For some reason, I thought this was the biggest travesty that the world had ever seen. So that night, I hatched a plan. Swiping a few sheets of printer paper from my stepdad's office, I decided to start a petition, rallying against my parents' decision to ground me.

Aside #4: There was a lot of Fox News on in my house at the time. Don't ask.

For the next three days, I gathered signatures from everyone I saw at school. Of course, I told them about the situation that had led me where I was, and every single peer sided with me unquestionably. After around signature #100, I started to get cocky, and began asking teachers to sign it. In my mind, getting a single autograph from a grown adult was worth dozens, if not hundreds of teenage signatures. But none of them would agree to sign it.

Aside #5: In retrospect, this was probably wise on their part, since my parents would have likely called and complained to someone important (because that's the type of people they were).
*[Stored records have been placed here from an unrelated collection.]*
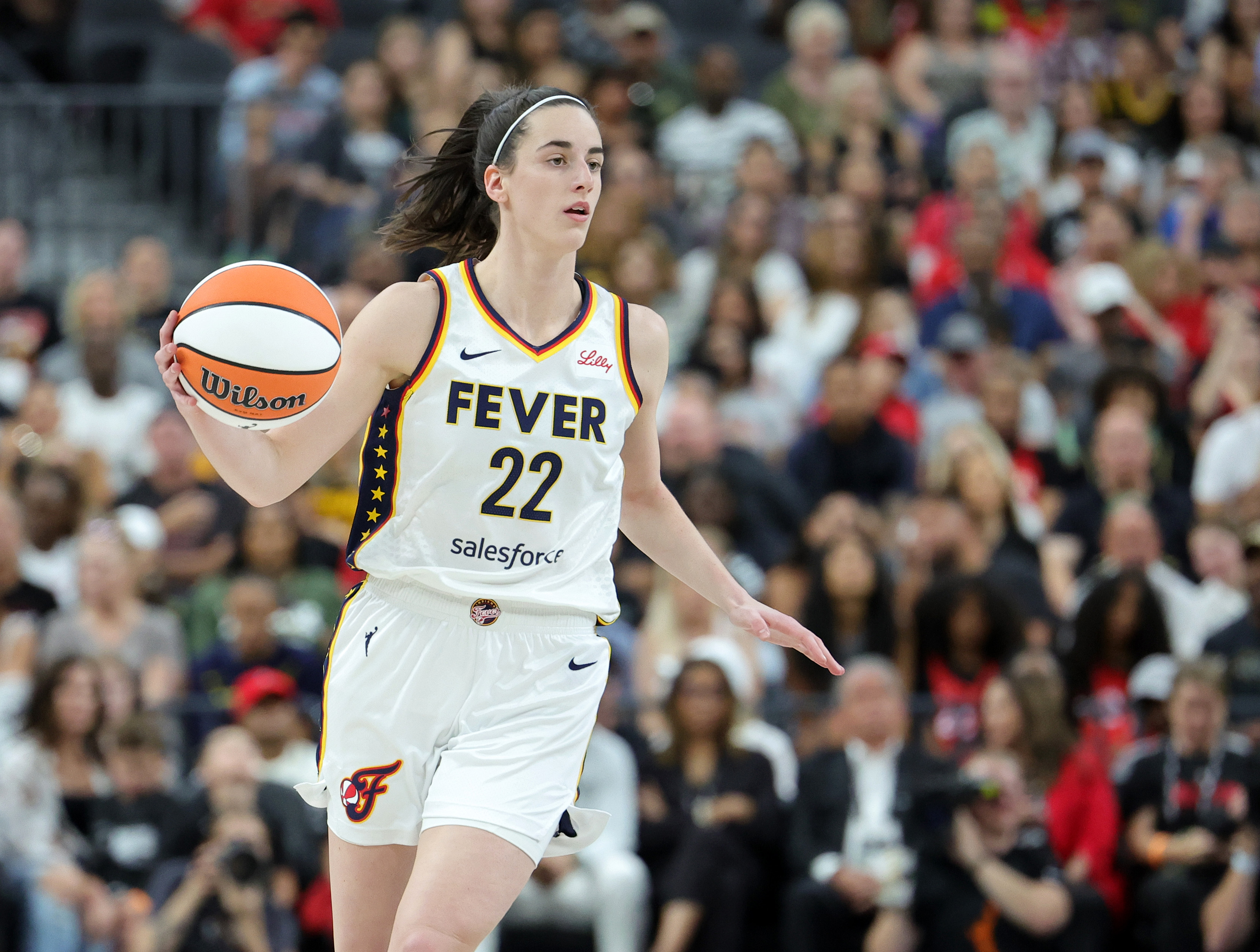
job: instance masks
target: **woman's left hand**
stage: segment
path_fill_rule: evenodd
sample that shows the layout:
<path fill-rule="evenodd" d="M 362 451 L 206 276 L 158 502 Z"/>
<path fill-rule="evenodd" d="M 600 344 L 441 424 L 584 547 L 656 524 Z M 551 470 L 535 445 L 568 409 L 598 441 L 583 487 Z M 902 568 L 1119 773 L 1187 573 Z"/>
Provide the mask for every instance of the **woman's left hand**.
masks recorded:
<path fill-rule="evenodd" d="M 750 601 L 747 604 L 732 609 L 730 618 L 735 627 L 742 628 L 750 635 L 761 638 L 761 641 L 795 649 L 832 674 L 844 674 L 844 669 L 832 657 L 832 652 L 827 650 L 823 640 L 799 621 L 782 612 L 761 604 L 761 602 Z"/>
But finally, on the third and final day of my quest, my elderly female English teacher decided that she'd take the risk, and lend her name for my cause. Even better, she told me that she was going to write my parents a note on the subject, something that both surprised and flattered me.

After I got the pages back, I saw that her letter had taken up the entire bottom half of the last page, the top having already been filled with my classmates' multicolored handwriting. Impressed with myself, I read over what she had written. Then I read it again. And again. It went something like this:

To the parents of Tyler Walters:

I'm writing you this letter to tell you that your son has been distracting other students with this petition in every class for the last three days. His other teachers and I had a meeting yesterday, and decided that if this doesn't stop, we will have no choice other than to punish him for interfering with class.

Thank you for your time,

Aside #6: I'm paraphrasing, but as far as I can remember, this is almost exactly what it said.

I started panicking. They had held a meeting? About me? Seriously? I didn't know what to do. So I did what any stupid high schooler would do: I tore off the bottom half of the sheet containing my teacher's letter, and threw it away, not wanting to throw out the entire sheet and waste the other half-page of signatures I'd worked so hard to get.

Thinking I was off the hook, I took my finished petition home, with over 150 signatures spread across three-and-a-half pieces of paper. But the instant I crossed the threshold into my house, I could sense something was awry. There was a palpable tension in the air, one that had definitely not been there that morning before I'd left. Slowly walking into the kitchen, I found my mother sitting at the dinner table, reading a magazine. She looked up, and I could tell something was wrong.

Then the yelling started. The teacher that had written that note had called my house right after she'd written it, to ensure it was actually delivered. It wasn't, of course. But the teacher had gone ahead and told my mother exactly what it had said, and then some, claiming that I was a "nuisance," had "no respect for authority" (as evident by my petition, she explained), and was a "massive distraction to (myself) and others." It was absolutely devastating.

But that wasn't the worst part. After verbally annihilating me, my mother asked me for the three-and-a-half sheets of paper that had caused so much grief. After scanning it over, she asked me about some of the stranger names that were written down. I guess that I had been so caught up in collecting signatures, that I didn't notice that a decent portion were completely made-up by the assholes I apparently went to school with. Feeling like I'd lost some great battle, I sulked up to my room to begin what felt like a long-term prison sentence.

A few years later, when we sold them in a garage sale to people that had come by to pick through our junk, my mother was forced to sell them for a price considerably lower than the one marked on the tag, only because of the multicolored smudges. I couldn't help but smile a bit as the man that walked away with them told his wife that he was sure he could get them out with some "dish soap and elbow grease." He'd learn.